Trust Accounting Funds

At all times, any monies belonging to a client and not the firm should be in a trust account. Any client funds should always be deposited directly into the trust account, rather than depositing them into the operating account and then transferring to the trust account.

Retainer Amounts

Any retainer amounts should be kept in a trust account. Under certain circumstances, some states allow fees earned in advance to be placed into the firm’s operating account[1]. If you are unsure, it’s always better to place client retainer funds in a trust account.

Once services are completed and the client approves a bill, those retainer funds should immediately be moved out of the client’s trust account. At no time should earned client fees from a retainer remain in the trust account, as once the invoice is approved those funds no longer belong to the client and then become the property of the firm.

Settlement Fees

If you are holding funds related to a settlement payout, those should always go into a trust account[2]. Even though you may need to make payments to third parties and will need to take fees from the payout, the initial check should be deposited to the client’s trust account. Once the client approves the payments, those funds can then be moved out of the trust account.

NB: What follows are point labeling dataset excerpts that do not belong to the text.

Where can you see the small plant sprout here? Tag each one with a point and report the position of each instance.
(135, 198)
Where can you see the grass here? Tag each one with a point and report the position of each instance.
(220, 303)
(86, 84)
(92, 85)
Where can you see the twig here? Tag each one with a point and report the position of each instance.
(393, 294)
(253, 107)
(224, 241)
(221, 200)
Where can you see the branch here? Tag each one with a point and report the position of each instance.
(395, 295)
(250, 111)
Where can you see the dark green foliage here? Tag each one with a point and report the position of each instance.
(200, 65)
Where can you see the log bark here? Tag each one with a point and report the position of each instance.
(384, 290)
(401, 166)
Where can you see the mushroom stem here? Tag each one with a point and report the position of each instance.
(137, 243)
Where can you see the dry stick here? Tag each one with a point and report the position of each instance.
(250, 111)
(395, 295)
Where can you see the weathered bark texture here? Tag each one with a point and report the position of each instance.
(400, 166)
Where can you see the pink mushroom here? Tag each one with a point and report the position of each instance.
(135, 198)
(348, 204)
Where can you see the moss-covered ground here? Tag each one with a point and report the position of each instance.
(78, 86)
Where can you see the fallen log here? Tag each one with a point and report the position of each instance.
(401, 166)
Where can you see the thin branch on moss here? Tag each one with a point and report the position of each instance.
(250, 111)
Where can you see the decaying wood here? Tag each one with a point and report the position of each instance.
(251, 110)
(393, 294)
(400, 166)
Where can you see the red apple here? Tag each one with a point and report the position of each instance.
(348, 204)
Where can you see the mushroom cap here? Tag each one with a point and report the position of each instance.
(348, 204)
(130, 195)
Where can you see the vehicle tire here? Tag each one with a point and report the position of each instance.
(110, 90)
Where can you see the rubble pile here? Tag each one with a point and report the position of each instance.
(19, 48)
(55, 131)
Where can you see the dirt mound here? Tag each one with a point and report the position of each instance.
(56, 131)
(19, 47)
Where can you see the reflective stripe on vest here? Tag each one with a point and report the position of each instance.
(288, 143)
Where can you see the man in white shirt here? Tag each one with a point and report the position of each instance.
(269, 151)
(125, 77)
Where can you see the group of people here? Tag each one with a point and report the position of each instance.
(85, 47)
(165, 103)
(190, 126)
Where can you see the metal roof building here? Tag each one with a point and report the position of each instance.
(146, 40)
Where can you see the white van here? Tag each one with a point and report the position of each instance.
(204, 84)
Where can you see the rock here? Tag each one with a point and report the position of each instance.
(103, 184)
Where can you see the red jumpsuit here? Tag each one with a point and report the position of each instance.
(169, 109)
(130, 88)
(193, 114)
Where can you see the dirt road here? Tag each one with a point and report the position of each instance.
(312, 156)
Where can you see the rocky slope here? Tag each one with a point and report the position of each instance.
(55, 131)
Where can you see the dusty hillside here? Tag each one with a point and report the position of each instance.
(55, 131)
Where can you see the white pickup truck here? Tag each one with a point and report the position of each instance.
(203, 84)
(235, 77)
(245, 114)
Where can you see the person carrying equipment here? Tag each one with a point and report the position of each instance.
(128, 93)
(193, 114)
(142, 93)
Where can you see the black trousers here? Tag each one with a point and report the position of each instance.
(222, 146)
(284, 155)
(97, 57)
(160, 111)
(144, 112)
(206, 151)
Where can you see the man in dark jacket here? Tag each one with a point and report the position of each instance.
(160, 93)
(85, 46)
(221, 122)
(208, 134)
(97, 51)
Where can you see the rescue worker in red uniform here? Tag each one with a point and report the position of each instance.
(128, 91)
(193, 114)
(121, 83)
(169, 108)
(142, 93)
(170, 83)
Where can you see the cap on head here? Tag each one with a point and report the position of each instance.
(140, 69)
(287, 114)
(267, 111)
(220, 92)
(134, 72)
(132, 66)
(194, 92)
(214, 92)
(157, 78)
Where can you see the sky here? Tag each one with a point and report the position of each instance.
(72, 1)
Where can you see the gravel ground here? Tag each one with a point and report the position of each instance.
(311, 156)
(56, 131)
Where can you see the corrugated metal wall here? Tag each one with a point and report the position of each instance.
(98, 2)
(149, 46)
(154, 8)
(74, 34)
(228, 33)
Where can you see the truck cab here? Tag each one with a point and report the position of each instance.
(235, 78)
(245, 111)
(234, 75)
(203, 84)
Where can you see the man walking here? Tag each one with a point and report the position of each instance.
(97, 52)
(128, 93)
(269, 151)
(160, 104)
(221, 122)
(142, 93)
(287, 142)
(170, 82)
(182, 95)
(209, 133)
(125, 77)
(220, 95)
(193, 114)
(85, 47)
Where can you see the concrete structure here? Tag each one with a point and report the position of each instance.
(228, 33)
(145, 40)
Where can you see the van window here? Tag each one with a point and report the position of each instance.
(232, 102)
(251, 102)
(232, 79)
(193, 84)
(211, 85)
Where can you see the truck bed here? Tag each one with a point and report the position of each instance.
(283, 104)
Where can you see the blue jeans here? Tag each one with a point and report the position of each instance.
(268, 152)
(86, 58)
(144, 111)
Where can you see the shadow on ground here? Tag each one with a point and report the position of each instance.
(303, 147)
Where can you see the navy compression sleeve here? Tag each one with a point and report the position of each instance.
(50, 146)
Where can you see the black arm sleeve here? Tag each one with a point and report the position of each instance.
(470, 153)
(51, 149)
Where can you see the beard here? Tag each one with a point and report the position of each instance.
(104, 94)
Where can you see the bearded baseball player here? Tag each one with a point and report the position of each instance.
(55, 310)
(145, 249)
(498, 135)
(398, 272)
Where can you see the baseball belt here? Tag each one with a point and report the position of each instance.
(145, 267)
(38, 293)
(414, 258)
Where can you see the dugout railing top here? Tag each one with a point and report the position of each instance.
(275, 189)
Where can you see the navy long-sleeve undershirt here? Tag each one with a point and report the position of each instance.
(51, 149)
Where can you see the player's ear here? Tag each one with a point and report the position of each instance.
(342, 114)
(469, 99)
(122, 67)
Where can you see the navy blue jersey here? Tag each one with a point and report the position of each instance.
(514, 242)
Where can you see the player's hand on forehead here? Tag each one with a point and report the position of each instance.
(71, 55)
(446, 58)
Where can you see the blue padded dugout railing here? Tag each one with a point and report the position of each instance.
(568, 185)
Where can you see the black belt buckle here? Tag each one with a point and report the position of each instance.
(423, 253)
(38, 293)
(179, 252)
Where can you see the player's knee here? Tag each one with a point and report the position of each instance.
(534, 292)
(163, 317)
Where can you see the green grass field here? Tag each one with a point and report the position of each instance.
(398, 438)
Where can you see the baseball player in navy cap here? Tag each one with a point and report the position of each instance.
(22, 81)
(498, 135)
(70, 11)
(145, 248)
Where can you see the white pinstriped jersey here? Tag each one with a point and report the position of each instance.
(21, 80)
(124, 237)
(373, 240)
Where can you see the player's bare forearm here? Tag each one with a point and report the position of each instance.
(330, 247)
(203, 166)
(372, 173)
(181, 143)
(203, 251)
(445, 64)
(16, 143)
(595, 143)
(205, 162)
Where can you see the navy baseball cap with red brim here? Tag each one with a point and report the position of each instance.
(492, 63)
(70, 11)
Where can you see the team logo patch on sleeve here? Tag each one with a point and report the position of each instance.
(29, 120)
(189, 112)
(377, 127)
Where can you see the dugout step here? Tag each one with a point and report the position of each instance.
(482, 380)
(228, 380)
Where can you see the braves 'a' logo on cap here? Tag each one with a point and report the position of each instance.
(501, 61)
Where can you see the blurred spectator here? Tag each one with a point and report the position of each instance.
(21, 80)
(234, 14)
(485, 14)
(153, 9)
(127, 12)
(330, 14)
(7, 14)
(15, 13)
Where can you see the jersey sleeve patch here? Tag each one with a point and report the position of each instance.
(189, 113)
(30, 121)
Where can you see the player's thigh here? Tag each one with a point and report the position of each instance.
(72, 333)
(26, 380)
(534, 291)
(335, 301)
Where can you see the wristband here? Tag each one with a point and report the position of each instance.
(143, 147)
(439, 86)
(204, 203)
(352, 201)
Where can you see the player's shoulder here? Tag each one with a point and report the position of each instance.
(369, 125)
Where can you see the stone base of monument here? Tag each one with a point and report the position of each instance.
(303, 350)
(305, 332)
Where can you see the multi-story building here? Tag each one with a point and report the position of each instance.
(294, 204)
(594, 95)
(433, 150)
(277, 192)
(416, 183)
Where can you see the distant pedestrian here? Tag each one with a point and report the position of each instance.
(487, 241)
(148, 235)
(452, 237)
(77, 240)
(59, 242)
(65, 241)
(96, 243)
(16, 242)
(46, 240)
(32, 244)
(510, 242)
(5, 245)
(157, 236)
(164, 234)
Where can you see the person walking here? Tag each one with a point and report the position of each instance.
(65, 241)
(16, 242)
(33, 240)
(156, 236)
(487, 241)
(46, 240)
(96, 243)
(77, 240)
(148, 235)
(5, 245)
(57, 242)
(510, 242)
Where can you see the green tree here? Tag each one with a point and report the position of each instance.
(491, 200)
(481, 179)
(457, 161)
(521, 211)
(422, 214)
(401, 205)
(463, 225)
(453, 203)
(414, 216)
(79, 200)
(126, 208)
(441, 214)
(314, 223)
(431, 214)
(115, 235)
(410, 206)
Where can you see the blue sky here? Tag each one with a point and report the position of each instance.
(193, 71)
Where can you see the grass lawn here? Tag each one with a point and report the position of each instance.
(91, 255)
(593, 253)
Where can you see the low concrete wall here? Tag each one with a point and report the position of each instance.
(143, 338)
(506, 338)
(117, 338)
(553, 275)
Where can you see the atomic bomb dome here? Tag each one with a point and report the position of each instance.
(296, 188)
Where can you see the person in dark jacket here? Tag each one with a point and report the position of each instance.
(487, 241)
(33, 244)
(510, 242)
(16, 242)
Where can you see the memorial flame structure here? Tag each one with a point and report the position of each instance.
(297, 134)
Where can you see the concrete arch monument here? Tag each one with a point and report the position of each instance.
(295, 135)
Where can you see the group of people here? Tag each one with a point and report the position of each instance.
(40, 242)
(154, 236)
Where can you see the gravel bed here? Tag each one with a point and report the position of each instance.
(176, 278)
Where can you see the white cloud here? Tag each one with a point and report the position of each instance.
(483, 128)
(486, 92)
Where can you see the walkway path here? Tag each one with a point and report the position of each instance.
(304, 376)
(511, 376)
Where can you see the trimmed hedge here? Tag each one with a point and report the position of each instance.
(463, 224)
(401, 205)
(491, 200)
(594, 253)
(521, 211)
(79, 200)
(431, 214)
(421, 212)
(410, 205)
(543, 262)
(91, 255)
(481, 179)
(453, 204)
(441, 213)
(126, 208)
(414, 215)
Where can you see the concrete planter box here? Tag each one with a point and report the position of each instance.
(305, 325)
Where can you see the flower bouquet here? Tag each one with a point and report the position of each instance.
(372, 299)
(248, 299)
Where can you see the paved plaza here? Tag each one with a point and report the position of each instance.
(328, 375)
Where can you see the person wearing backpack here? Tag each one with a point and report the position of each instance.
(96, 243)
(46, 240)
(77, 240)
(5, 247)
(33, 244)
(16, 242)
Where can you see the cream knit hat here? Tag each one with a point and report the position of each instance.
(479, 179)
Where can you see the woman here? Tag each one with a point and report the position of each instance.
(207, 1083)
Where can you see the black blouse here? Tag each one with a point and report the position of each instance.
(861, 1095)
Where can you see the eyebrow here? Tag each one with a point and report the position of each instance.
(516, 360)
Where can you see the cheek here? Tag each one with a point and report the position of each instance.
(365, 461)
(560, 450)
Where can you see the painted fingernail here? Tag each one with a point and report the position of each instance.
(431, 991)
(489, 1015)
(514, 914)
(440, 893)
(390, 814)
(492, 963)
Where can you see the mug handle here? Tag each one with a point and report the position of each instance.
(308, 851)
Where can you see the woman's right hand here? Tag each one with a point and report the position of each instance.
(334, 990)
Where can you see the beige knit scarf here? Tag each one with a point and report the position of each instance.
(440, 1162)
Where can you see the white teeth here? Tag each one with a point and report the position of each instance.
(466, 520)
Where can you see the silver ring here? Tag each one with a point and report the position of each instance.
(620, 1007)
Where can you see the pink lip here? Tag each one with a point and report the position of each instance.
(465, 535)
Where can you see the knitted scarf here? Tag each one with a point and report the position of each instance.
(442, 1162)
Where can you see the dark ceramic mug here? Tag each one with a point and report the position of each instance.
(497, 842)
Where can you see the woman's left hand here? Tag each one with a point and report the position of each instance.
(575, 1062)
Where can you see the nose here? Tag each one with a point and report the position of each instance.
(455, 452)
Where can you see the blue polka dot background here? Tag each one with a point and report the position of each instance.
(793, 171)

Escrows or Estate Administration

If you are holding funds in escrow or are responsible for administering an estate, you should keep all funds in a trust account. Depending on your jurisdiction, a separate client trust account may be warranted. Be sure to check with your local bar association for clarification.

Firm Funds

Firm funds should never be placed into a trust account. Instead, the firm should have an operating account where these balances are kept.